「愚劣さ」は誤りとは関係ありません。つねに勝者(打ち負かすことが不可能)ですが、その勝利は謎の力に属します。それは、まさに、むき出しの、輝くばかりの現に存在することそれ自体です。そこから恐怖と魅惑、死体の魅惑が生じます(何の死体でしょうか。おそらく真実の死体です。死んだものとしての真実です)。「愚劣さ」は悩みません(プーヴァールとペキッシュです。もっと賢かったら、もっと悩むでしょう)。だから、「愚劣さ」は「死」のごとく鈍重に、現に存在するのです。呪文も形式的な操作でしかありません。それは「愚劣さ」を一括して外側から捉えます。《愚劣さは私の苦手だ》(テスト氏)。この言葉は最初のサイクルではこれで十分です。しかし、話は間隔を置いて無限にくり返されます。それはまた愚劣になるのです。(ロラン・バルト「イメージ」『テクストの出口』所収 沢崎浩平訳)

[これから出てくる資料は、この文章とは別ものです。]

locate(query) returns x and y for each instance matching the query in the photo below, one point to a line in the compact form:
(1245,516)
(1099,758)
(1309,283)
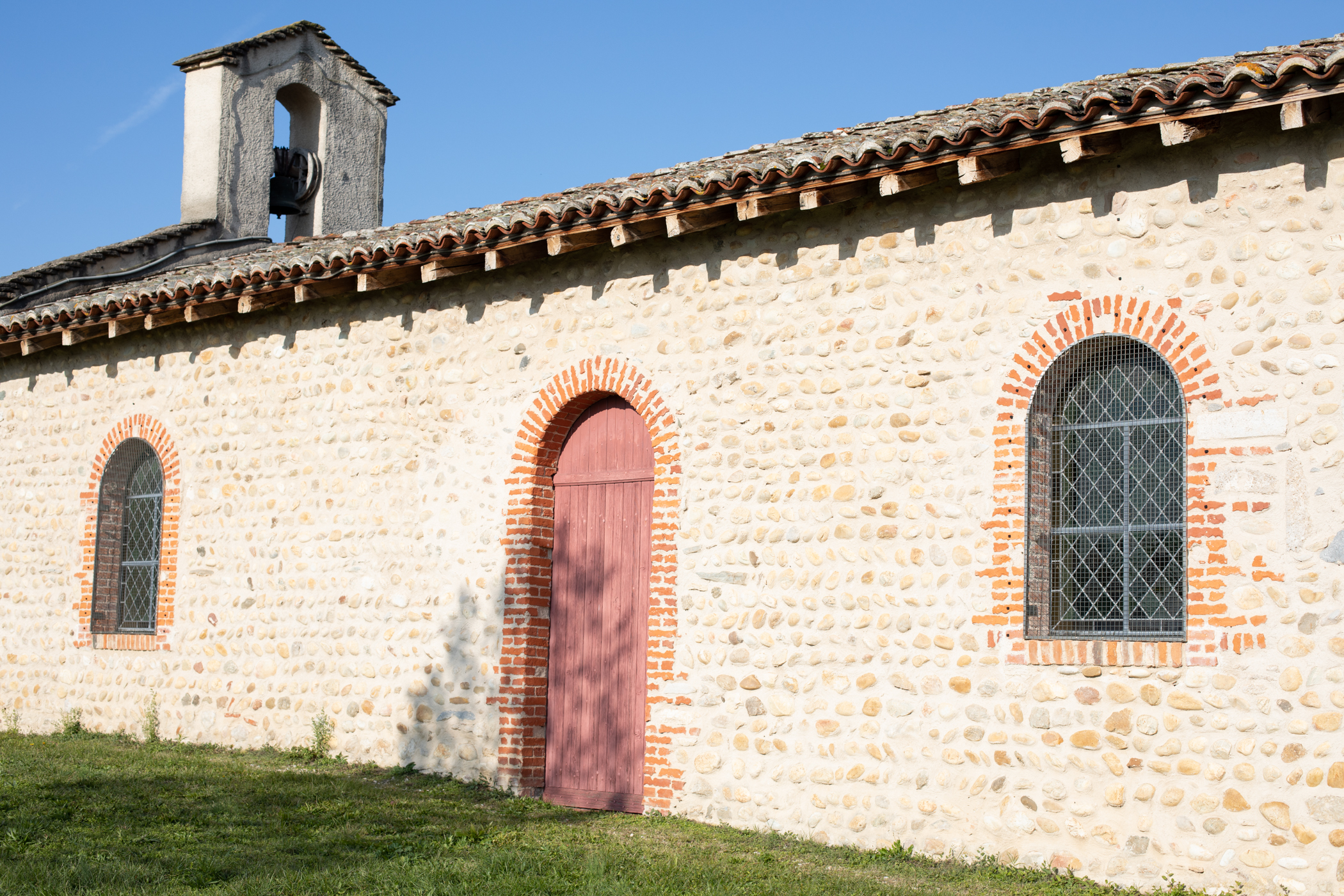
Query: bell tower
(330,177)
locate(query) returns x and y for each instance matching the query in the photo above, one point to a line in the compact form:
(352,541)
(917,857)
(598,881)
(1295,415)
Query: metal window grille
(1117,493)
(140,540)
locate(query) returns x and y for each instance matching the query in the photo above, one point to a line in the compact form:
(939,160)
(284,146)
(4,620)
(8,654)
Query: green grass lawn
(108,815)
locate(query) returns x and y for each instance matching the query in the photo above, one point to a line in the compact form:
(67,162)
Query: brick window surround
(1165,331)
(101,504)
(527,580)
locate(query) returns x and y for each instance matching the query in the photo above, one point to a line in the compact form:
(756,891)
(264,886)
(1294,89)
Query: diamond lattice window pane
(1158,564)
(1158,473)
(139,596)
(1087,585)
(140,541)
(1091,480)
(1117,492)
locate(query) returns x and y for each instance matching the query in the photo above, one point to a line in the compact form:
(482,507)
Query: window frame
(109,582)
(1039,620)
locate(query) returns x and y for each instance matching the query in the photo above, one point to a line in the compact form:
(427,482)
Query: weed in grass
(323,731)
(151,723)
(72,722)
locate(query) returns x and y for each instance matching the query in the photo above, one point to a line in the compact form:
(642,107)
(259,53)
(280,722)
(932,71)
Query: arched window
(131,503)
(1107,496)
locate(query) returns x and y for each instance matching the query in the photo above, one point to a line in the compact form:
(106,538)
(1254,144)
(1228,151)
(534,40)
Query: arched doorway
(600,595)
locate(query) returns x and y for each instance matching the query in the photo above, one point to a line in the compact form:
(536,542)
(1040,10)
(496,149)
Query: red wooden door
(600,609)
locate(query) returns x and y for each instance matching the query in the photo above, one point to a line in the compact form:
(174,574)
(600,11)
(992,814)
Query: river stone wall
(849,387)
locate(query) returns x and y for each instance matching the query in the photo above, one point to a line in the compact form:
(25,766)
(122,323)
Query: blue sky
(514,100)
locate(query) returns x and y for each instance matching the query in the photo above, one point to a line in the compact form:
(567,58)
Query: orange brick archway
(1170,335)
(527,579)
(138,426)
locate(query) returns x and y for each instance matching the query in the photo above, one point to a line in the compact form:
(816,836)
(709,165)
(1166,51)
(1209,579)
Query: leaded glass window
(1109,421)
(131,507)
(140,540)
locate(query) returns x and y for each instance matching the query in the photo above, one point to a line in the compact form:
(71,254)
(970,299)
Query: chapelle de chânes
(966,479)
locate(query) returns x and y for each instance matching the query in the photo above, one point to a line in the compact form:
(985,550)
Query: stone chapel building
(966,479)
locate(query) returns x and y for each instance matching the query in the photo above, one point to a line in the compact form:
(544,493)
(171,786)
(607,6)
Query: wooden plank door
(600,610)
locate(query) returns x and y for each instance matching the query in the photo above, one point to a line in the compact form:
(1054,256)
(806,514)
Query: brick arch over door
(527,580)
(147,429)
(1167,332)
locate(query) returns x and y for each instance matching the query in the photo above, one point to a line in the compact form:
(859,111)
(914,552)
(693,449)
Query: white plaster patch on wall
(1241,425)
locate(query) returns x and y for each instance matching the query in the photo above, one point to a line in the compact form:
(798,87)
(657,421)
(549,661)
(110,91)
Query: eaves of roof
(801,172)
(232,52)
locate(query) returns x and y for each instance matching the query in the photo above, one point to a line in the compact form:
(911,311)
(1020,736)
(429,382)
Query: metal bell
(284,195)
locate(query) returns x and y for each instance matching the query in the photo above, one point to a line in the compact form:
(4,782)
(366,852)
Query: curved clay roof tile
(1252,70)
(1295,62)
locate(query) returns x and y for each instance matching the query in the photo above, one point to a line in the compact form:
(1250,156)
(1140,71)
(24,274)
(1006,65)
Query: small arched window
(131,503)
(1107,496)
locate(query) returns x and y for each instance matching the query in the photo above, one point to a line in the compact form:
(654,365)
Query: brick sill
(122,641)
(1105,653)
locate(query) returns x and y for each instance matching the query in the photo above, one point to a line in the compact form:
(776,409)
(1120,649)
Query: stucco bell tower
(338,117)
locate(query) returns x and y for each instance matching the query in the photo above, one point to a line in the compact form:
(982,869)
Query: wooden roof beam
(386,278)
(761,206)
(1183,132)
(558,243)
(205,310)
(906,180)
(976,170)
(79,335)
(506,255)
(157,320)
(634,233)
(692,222)
(1300,113)
(1089,147)
(321,289)
(261,301)
(822,196)
(445,268)
(30,344)
(123,325)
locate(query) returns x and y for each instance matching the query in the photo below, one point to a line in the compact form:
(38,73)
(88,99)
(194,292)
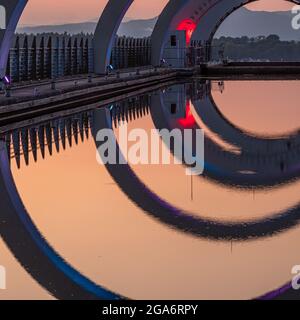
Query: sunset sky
(45,12)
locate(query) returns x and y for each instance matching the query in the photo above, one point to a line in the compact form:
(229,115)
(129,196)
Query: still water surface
(98,228)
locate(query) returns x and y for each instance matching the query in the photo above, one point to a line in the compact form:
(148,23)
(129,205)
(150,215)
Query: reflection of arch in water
(164,212)
(32,250)
(212,117)
(144,198)
(230,168)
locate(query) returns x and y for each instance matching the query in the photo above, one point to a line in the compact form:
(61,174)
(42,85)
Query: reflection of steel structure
(206,15)
(54,274)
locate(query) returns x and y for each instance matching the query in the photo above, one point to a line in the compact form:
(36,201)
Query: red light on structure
(189,120)
(189,26)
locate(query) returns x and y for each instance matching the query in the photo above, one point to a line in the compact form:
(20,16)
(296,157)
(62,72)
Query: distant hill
(250,23)
(134,28)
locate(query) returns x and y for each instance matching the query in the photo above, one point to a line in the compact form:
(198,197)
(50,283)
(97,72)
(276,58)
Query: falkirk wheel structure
(199,18)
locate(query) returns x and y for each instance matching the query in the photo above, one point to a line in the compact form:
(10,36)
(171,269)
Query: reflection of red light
(189,120)
(189,26)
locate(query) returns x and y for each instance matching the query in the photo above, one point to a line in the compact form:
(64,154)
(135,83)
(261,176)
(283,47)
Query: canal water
(150,231)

――など、「「人はどこかよそに行きたくなる」、あるいは蜩の声」にて引用したのだが、ここでの「愚劣さ」の原語はなんだろうか、気になるが調べていない、と書いたところーーすなわち学生時代以来ご無沙汰の仏語はできるだけ遠慮したいーー、さっそくさる方から次のような情報を頂いた。多謝。

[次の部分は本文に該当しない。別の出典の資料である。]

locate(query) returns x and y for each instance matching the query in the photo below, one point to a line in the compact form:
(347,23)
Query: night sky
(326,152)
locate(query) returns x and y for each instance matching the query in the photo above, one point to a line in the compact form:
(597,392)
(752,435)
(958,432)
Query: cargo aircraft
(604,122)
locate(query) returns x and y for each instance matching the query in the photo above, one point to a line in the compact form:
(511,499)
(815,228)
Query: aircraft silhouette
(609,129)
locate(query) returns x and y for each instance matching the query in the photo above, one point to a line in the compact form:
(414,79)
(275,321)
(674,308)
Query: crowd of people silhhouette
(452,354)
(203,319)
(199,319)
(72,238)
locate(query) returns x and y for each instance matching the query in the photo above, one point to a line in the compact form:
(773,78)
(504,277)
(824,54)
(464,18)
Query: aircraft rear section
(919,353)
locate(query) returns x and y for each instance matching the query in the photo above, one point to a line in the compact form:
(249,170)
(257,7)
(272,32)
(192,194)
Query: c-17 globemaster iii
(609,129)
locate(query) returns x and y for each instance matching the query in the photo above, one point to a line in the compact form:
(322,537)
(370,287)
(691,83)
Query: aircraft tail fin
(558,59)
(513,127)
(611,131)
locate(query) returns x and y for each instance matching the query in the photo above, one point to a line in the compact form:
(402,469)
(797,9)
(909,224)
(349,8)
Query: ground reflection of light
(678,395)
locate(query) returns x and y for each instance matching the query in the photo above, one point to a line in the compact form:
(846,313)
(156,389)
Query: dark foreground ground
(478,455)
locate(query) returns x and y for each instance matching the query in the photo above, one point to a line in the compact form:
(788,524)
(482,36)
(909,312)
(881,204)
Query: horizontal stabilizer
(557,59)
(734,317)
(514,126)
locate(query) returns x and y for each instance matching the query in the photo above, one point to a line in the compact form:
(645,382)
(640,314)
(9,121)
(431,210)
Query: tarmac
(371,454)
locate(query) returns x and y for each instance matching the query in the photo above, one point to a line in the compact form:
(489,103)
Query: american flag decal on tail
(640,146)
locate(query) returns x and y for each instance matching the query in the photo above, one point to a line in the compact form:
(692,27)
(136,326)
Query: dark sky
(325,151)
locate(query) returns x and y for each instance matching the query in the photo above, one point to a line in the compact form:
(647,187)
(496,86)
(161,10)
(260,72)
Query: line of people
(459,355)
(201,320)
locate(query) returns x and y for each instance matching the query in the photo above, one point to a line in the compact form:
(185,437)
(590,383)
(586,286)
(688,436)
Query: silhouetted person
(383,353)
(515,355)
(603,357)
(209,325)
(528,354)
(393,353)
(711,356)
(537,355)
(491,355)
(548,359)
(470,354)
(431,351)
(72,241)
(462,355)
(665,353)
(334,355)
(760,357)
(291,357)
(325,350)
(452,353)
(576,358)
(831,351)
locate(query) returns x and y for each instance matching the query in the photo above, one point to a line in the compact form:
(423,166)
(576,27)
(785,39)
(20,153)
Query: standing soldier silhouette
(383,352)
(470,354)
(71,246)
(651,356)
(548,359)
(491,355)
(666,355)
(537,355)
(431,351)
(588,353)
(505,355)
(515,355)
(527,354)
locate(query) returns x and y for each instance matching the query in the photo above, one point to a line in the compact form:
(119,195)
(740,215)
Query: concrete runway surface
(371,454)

・沢崎訳とバルトの原文との対応ですが、括弧附きの「愚劣さ」は定冠詞附き大文字の"la Bêtise"(La Bêtise n'est pas liée à l'erreur.)で、括弧なしのそれは冠詞なし小文字の"bêtise"(...il y a bêtise.)であるようです。

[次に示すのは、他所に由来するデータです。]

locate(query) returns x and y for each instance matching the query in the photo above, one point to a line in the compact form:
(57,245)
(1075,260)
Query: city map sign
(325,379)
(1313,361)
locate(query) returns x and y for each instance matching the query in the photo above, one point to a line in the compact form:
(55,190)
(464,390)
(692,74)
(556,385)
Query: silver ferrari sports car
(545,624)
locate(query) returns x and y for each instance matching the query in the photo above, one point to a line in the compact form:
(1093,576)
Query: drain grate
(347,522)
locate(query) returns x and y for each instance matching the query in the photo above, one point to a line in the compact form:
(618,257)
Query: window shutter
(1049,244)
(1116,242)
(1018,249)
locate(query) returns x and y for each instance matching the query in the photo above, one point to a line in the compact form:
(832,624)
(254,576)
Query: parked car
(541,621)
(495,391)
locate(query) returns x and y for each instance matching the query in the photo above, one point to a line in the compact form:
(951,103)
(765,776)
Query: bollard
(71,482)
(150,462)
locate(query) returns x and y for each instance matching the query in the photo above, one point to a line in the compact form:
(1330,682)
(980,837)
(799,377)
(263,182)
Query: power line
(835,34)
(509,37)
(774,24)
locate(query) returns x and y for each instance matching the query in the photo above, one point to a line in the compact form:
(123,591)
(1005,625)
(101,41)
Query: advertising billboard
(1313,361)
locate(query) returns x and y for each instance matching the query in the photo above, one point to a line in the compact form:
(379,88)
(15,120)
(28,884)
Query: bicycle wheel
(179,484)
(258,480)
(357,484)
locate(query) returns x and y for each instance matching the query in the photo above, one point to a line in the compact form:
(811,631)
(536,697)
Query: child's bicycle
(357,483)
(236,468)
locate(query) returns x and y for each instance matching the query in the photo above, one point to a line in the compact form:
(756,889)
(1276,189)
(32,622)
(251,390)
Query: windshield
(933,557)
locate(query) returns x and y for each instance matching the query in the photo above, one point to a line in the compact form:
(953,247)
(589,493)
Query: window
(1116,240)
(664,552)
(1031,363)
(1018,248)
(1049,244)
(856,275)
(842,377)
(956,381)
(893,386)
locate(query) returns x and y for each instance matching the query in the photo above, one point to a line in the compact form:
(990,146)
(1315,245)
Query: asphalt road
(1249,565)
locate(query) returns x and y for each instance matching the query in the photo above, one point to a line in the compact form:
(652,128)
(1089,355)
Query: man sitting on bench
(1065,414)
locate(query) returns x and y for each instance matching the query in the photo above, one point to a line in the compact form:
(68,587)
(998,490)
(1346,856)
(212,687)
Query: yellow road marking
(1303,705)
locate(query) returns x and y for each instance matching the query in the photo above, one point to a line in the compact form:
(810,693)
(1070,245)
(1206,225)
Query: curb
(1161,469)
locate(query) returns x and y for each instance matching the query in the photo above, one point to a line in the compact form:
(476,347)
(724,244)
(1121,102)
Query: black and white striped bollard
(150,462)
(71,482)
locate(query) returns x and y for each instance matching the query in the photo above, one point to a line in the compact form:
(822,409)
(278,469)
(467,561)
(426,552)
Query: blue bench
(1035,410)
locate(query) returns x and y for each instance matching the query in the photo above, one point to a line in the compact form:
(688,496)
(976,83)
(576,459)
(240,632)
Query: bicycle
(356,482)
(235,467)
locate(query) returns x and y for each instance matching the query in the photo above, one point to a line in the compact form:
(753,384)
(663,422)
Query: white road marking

・なお、沢崎訳で二度出現する「愚劣になる」の用法は、日本語訳では形容詞述語として「愚劣」という体言にならざるを得ませんが、バルトの原文では形容詞の"bête"(...ça redevient bête. / ...ces systèmes deviennent bêtes.)です。
・例外として、沢崎訳で《反「愚劣さ」》とあるものは定冠詞なし大文字の"contre-Bêtise"、ヴァレリーによる原文は参照していませんが、『テスト氏』の引用部分は定冠詞附き小文字の"La bêtise"(« La bêtise n'est pas mon fort »)でした。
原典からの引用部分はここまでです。